Score: 1

Scaling Generative Verifiers For Natural Language Mathematical Proof Verification And Selection

Published: November 17, 2025 | arXiv ID: 2511.13027v1

By: Sadegh Mahdavi , Branislav Kisacanin , Shubham Toshniwal and more

Potential Business Impact:

Helps computers check math proofs for mistakes.

Business Areas:

Natural Language Processing Artificial Intelligence, Data and Analytics, Software

Large language models have achieved remarkable success on final-answer mathematical problems, largely due to the ease of applying reinforcement learning with verifiable rewards. However, the reasoning underlying these solutions is often flawed. Advancing to rigorous proof-based mathematics requires reliable proof verification capabilities.
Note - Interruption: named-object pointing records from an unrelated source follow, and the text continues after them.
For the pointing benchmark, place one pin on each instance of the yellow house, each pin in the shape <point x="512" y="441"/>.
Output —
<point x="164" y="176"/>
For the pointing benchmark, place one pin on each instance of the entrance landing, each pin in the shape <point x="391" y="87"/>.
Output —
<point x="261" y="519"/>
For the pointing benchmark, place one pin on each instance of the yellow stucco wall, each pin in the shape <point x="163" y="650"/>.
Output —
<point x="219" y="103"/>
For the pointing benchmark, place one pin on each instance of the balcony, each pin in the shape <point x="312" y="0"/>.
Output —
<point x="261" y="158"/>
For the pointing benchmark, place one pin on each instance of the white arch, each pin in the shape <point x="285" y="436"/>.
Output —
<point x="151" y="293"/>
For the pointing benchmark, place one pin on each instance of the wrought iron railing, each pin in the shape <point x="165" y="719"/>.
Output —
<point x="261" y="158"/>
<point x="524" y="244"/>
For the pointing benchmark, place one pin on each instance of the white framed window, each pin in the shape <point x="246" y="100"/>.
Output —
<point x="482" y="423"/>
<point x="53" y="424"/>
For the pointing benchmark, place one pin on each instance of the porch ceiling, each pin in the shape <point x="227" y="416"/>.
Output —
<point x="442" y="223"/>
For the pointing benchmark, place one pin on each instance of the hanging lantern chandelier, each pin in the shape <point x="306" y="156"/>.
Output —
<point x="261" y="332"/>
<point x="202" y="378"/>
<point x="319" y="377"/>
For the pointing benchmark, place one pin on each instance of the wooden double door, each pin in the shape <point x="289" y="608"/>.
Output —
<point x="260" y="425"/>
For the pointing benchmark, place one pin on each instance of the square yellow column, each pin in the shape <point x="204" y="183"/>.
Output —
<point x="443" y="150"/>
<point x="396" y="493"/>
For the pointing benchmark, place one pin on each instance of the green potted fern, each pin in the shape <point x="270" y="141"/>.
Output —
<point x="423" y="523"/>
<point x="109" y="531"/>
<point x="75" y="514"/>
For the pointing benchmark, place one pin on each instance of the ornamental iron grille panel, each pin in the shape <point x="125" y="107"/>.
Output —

We begin by analyzing multiple evaluation setups and show that focusing on a single benchmark can lead to brittle or misleading conclusions. To address this, we evaluate both proof-based and final-answer reasoning to obtain a more reliable measure of model performance. We then scale two major generative verification methods (GenSelect and LLM-as-a-Judge) to millions of tokens and identify their combination as the most effective framework for solution verification and selection. We further show that the choice of prompt for LLM-as-a-Judge significantly affects the model's performance, but reinforcement learning can reduce this sensitivity. However, despite improving proof-level metrics, reinforcement learning does not enhance final-answer precision, indicating that current models often reward stylistic or procedural correctness rather than mathematical validity. Our results establish practical guidelines for designing and evaluating scalable proof-verification and selection systems.